Die Flüchtlingspolitik polarisiert natürlich und - die Ängste der Menschen sind da. Dass sie gerade in der Nähe der polnischen Grenze besonders hoch sind, verstehe ich. Grenzregionen sind immer sensibel. Aber so wenig, wie wir die Migranten verteufeln dürfen, sollten wir sie zu sehr positiv betrachten. Sie sind Menschen und Menschen sind nicht per se gut. Jeder von uns weiß ja, das jemand, der neu in den Ort kommt, egal woher er ist, skeptisch betrachtet wird.
Schon von daher ist das offene Gespräch, das niemanden außen vor lässt, wichtig.
Ich habe es, zu meiner Zeit im Amt, immer wieder geführt. Auch in der Kneipe, wenn es sich anbot. Aber auch wir haben, als eine Flüchtlingsunterkunft in unserem Ort eröffnet wurde, die Kirche für eine große Bürgersprechstunde geöffnet, die sich, in jeder Hinsicht, bezahlt gemacht hat.

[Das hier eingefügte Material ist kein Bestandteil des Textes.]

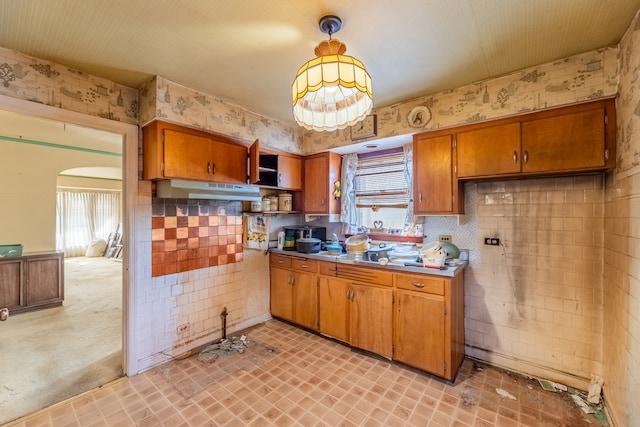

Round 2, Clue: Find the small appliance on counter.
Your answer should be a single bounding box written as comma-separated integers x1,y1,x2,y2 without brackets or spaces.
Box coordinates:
284,226,327,251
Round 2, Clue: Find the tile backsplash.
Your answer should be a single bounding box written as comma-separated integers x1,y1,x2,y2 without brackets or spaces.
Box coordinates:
151,198,243,277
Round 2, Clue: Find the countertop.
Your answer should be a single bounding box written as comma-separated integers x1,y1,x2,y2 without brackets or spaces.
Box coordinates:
269,248,468,277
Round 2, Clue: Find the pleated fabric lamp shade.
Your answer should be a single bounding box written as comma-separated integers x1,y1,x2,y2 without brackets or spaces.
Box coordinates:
291,17,373,132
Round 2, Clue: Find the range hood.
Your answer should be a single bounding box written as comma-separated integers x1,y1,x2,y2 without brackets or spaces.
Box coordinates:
157,179,262,202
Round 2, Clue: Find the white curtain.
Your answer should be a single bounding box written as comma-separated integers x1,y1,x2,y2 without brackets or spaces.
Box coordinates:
402,143,416,226
56,191,120,257
340,153,358,233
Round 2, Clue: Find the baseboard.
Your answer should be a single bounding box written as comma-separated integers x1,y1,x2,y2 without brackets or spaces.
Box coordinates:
465,345,591,390
137,313,271,374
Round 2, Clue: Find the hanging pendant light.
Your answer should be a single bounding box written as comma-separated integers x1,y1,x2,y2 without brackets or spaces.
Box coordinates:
291,15,373,132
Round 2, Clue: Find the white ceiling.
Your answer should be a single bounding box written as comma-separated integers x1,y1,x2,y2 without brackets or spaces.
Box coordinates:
0,0,640,128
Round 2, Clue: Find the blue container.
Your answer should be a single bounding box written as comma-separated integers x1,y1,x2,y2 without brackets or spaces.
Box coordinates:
0,244,22,258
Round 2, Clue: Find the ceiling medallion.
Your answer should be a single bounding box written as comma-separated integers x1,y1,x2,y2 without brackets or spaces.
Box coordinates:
291,15,373,132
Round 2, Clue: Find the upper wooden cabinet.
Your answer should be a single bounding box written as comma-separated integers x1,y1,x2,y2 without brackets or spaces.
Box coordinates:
142,121,247,184
413,134,464,215
304,152,342,214
522,107,615,173
449,99,616,179
456,123,520,178
249,140,302,190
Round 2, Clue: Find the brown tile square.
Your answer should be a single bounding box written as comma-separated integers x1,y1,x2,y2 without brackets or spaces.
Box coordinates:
151,241,164,253
164,227,178,239
176,238,189,251
176,227,189,239
164,261,178,274
164,239,178,252
151,264,165,277
151,252,165,265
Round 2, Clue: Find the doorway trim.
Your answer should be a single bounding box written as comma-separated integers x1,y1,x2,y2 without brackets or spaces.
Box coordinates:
0,95,141,376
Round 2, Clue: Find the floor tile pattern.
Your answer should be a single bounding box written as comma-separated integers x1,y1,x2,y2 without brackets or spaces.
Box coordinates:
5,320,600,427
151,198,243,277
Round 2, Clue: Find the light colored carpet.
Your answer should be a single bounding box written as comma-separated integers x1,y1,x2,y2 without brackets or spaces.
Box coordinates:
0,257,123,424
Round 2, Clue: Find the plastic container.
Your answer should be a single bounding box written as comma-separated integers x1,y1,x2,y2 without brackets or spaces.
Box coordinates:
262,197,275,212
278,193,293,212
0,243,22,258
251,200,262,212
269,195,279,211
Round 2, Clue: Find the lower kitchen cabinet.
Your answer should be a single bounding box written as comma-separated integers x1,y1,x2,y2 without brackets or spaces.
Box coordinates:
393,272,464,380
349,283,393,359
270,255,318,330
394,291,445,376
318,276,349,342
271,253,464,381
270,267,293,322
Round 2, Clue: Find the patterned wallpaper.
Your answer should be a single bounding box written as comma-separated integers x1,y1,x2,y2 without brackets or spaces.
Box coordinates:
0,47,139,124
140,76,302,153
303,48,617,154
603,8,640,426
616,17,640,179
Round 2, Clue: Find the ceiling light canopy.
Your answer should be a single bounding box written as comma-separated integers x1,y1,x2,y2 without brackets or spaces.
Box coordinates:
291,15,373,131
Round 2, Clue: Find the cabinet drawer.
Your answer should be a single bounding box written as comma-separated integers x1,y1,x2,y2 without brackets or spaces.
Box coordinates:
292,258,318,273
320,262,393,286
395,274,445,295
270,254,292,268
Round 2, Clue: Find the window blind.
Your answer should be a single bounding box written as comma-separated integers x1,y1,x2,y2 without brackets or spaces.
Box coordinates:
355,150,409,210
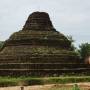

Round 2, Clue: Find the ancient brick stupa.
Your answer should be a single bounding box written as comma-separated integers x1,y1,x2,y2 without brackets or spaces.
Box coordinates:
0,12,89,76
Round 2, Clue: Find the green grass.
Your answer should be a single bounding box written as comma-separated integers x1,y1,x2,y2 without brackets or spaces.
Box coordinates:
0,76,90,87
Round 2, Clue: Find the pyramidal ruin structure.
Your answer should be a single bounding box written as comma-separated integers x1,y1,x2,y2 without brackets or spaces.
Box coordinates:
0,12,90,76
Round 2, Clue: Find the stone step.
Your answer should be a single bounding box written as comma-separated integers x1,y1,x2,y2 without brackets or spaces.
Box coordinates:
0,68,90,76
0,63,90,69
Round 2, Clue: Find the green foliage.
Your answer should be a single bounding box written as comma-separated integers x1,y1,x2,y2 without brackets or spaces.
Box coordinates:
72,84,80,90
78,43,90,59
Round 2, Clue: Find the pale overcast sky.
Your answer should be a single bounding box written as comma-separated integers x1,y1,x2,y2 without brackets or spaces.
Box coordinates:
0,0,90,46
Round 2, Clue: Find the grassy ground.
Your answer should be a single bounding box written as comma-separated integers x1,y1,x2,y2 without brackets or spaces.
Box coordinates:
0,76,90,87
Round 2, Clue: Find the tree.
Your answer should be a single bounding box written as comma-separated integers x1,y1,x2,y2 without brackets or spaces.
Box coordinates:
78,43,90,59
0,41,4,49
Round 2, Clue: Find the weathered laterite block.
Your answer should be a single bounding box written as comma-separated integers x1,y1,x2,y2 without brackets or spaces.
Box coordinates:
0,12,90,76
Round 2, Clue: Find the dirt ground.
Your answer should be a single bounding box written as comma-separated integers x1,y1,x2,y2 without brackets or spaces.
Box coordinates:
0,82,90,90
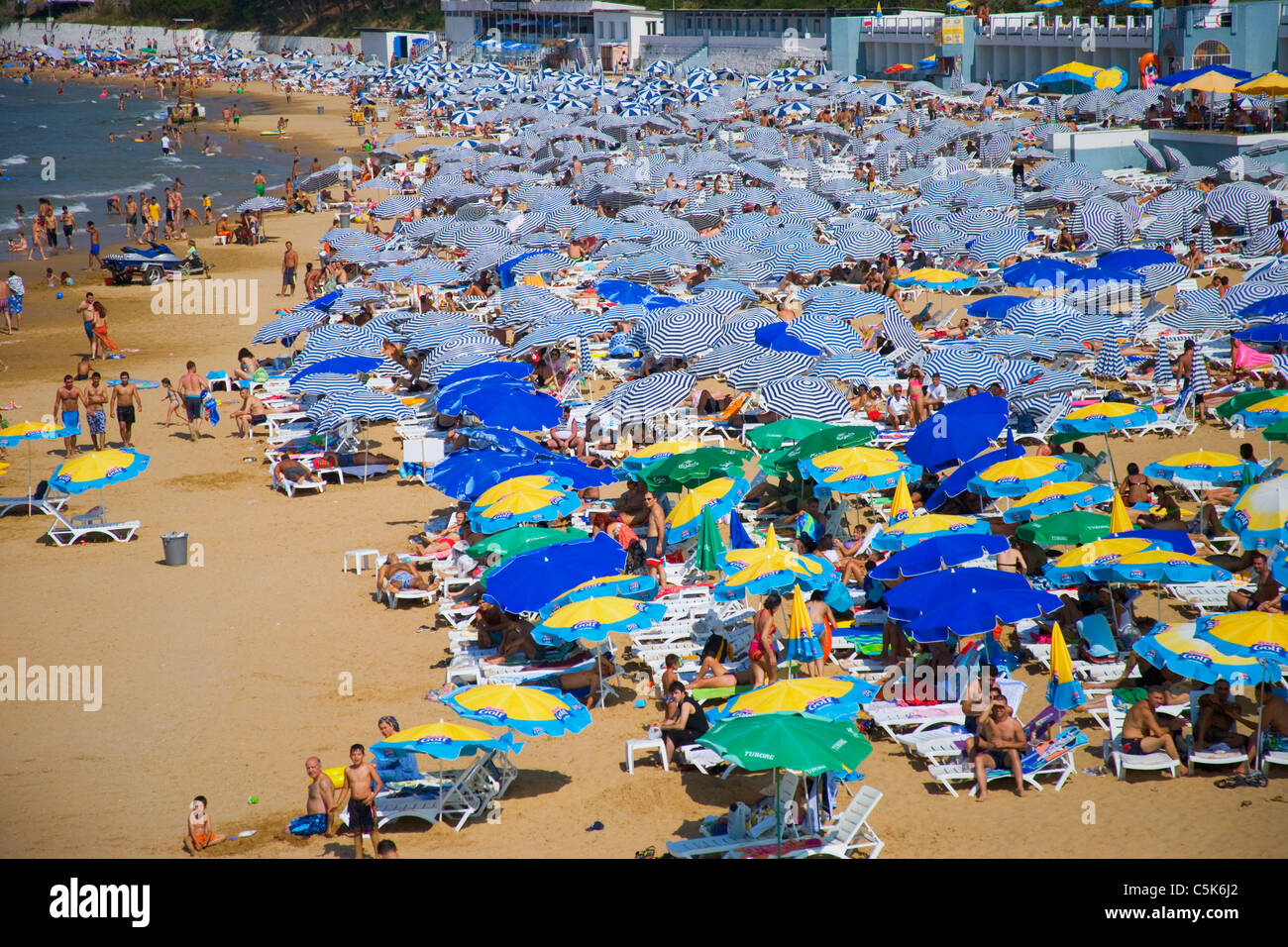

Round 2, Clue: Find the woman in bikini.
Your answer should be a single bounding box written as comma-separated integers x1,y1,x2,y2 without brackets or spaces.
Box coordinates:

Bei alle dem dürfen wir nie vergessen, das wir Kirche sind und nicht Partei. Dann werden wir auch das für diese Arbeit notwendige Vertrauen bei allen Seiten finden.
3. Kontroverse über Potsdams Garnisionskirche hält an Wolfgang Banse Kein Platz für alle
Nicht jede, nicht jeder kam die Ehre zu Teil am Festgottesdienst am Ostermontag 2024 teil zu nehmen , mit zu feiern.Standesgesellschaft und Standesdünkel wurde hier, sonst auch was in kirchlichen Reihen praktiziert wird.Ausgrenzung, Stigmatisierung,Diskriminierung.Gotteshäuser sind für alle da. Hier sollte es keine Einladungskarten geben, gleich um welche Veranstaltung es sich handelt. Verärgerung trat auf bei Menschen, die keinen Zugang zur Nagelkreuzkapelle hatten.Aber nicht nur verärgerte Menschen gab es an diesem Ostermontag vor der Nagelkreuzkapelle, sondern auch Demonstration , von anders Denkenden, die eine Inbetriebnahme der Nagelkreuzkapelle befürworten.Ein großes Polizeigebot war zu gegen, um die Geladenen zu schützen.Was hat der Einsatz des Sicherheitskräfte, der Polizei dem Steuerzahler gekostet.Ein Gotteshaus wie die Nagelkreuzkapelle in Potsdam soll ein Ort des Gebetes, der Stille, Andacht sein.Garnison hört sich militärisch an-dies sollte es aber nicht sein.Die Stadtgesellschaft in Potsdam ist gespalten, nicht nur was die Nagelkreuzkapelle betrifft.Möge das Gotteshaus ein Ort des Segens sein.Offen und willkommen für Klein und Groß, Jung und Alt.